The second thing I did was I started researching that CRO from an online article. When he joined two years ago, it announced that he was starting and that he actually met the founder playing ping pong. So I was like, Hey, that's really unique. Maybe I can do something with that. So next, what I did is I actually went to Etsy and I simply just put their company logo on three ping pong balls that cost like $12 and I shipped it directly to his house. I found it via white pages, but I've also sent it to a company office before that can work just as well. And then once the ping pong balls arrived, I basically entered with this email around all of my research and talking with members of their team. And here's exactly my perspective on where Gong can add value in relation to his initiatives for the end of 2024. Fast forward, he was blown away that it was actually me that did all that research, put it together, took a meeting, and three months later it was closed one and we ripped out our biggest competitor.
Andrew McGuire:
That's amazing. And it just goes to show that doing the unscalable things is what needs to happen in 2025. And I know we're getting close to time here trying to keep these nice and tight. And the last question I always ask us is, what's the number one belief about pipeline generation in 2025? The market has wrong? And I feel like we've already answered that.
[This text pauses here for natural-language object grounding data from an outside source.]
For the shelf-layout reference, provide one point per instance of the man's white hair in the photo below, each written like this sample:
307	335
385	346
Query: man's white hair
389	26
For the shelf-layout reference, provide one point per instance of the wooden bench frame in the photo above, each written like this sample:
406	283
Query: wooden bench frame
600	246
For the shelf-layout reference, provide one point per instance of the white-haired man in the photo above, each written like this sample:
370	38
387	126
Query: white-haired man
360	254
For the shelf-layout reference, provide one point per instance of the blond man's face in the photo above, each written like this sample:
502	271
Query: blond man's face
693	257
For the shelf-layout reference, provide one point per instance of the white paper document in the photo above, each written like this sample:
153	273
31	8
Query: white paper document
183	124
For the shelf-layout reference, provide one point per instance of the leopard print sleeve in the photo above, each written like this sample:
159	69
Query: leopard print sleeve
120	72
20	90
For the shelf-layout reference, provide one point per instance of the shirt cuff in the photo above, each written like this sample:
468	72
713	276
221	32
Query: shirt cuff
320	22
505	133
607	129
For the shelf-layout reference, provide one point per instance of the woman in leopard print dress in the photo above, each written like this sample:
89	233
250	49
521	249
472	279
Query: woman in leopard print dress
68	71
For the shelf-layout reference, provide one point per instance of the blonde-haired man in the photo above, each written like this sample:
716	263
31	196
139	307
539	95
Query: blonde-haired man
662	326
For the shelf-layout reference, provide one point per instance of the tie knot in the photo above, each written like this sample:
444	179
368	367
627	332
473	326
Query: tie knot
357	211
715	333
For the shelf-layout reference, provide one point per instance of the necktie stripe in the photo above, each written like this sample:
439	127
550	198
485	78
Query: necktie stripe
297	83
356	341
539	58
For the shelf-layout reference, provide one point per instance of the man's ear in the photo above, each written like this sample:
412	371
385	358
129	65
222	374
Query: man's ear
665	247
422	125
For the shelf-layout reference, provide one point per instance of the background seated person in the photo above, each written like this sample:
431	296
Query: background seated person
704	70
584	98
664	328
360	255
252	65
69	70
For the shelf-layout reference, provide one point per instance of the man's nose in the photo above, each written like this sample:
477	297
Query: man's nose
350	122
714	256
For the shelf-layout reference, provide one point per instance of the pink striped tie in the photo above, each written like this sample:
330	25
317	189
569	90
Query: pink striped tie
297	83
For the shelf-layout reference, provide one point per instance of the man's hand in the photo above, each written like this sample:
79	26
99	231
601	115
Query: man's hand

It is doing the unscalable things, and if you want to expand on it, you can, but otherwise we can end it there, Brian, because you've given us a lot to chew on.
Brian LaManna:
Yeah, I would just double back down on that, that outbound is not just a numbers game. I think a lot of leaders tell us that, and they'll look at the dashboards and activity metrics, but it is not a numbers game. The unscalable methods truly do work and doing what 99% of other sellers are unwilling to do in terms of the research upfront, the creativity, that's what's going to help you win in 2025 and beyond.
Andrew McGuire:
Well, thank you for being here, Brian, and where can everybody find you? I assume if they're watching this, they already know, but where do you want us to go?
Brian LaManna:
Yeah, you can find me on LinkedIn. I can search Brian Lamana. You can also find me on my website@closedone.xyz.
Andrew McGuire:
Alright, thank you Brian. We'll see everybody in the next one.